Votations PAV: Interview de Philippe Fleury, directeur général de la FER Genève

En résumé

Le périmètre Praille-Acacias-Vernet. De quoi s’agit-il ? Nous allons voter sur deux lois, qui toutes deux concernent le PAV et touchent à la propriété. Ces deux textes étant subsidiaires l’un à l’autre, nous souhaitons nettement favoriser le vote de la loi 12291 qui augmente temporairement le taux de PPE en pleine propriété dans le PAV. Accessoirement, si cette première loi ne devait pas être acceptée, il s’agit de rendre meilleur marché les PPE en droit de superficie actuellement prévues, ce qui peut être fait en acceptant la loi 12290.


En quoi ces projets sont-ils nécessaires ?

Ils répondent à un désir de très nombreux Genevois de pouvoir acquérir un bien immobilier, à des conditions accessibles.

La loi L 12290 propose d’introduire au sein du PAV 24% minimum de PPE en pleine propriété, tant que le taux de propriétaires à Genève n’atteint pas 25% (il est aujourd’hui de 18%). Actuellement aucune PPE en pleine propriété n’est prévue dans le projet qui comporte 88% de locatifs dont 62% de logements d’utilité publique (LUP) et un maximum de 12% de PPE en droit de superficie. La demande pour de la PPE en pleine propriété est pourtant là. Pour chaque PPE à vendre en zone de développement, il y a toujours 60 à 80 demandeurs qui remplissent l’ensemble des critères financiers à l’acquisition.

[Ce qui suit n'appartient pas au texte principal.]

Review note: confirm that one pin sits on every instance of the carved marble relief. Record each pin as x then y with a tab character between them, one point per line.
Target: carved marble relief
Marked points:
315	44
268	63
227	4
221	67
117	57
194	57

Il faut dire que ces vraies PPE promues par la loi soumise au peuple seront vendues à des prix contrôlés par l’Etat, soit proche de CHF 6'800 m2 ( soit CHF 680'000 pour un 5 pièces de 100 m2) ce qui correspond au prix médian autorisé en zone de développement en 2022.

Ces PPE seront donc accessibles à la classe moyenne. En outre, elles devront être occupées par leur propriétaires pendant 10 ans puisque la loi Longchamp s’applique.

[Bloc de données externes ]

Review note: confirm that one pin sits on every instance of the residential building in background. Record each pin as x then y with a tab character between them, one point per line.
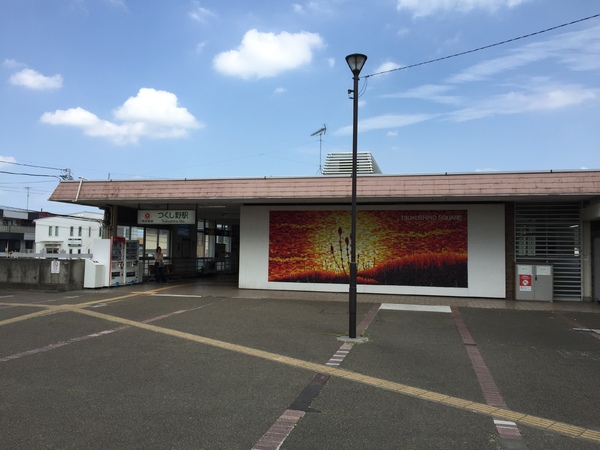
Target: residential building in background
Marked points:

Il est grand temps de contribuer à répondre à la demande de PPE tout en améliorant la qualité durable du quartier en lui rendant la mixité sociale qui fait partie des fondamentaux de la société genevoise.

La seconde loi – la L 12990 – ambitionne de rendre meilleur marché les PPE en droit de superficie prévues au PAV. Il s’agit de porter la durée du droit de superficie de 66 à 99 ans afin de réduire la charge d’amortissement de l’immeuble et de revoir, à la baisse, le montant de la rente de superficie pratiqué par l’Etat afin de ramener la charge de l’habitation à un niveau qui réponde à un besoin prépondérant d’intérêt général conforme à la loi sur les zones de développement.

Mais peut-on encore répondre avec ces projets aux besoins en logement bon marché des Genevois ?

Oui bien sûr. Le périmètre PAV prévoit un taux minimal de LUP, soit des logements d’utilité publique, de 62%, dont 24% minimum également d’HBM. Et ce taux n’est pas affecté par les modifications proposées. Les logements subventionnés demeureront donc en nombre. Il était toutefois normal de répondre également à la demande de la classe moyenne, qui peine à se loger et qui aspire à devenir propriétaire. Ces deux projets vont donc dans le bon sens, en répondant également à leurs besoins.

Le régime du droit de superficie consiste en ce que le propriétaire du terrain (le superficiant) octroie à un tiers (le superficiaire) le droit de détenir ou d’ériger des constructions sur son terrain. Il permet donc de dissocier la propriété du fonds de celle des bâtiments.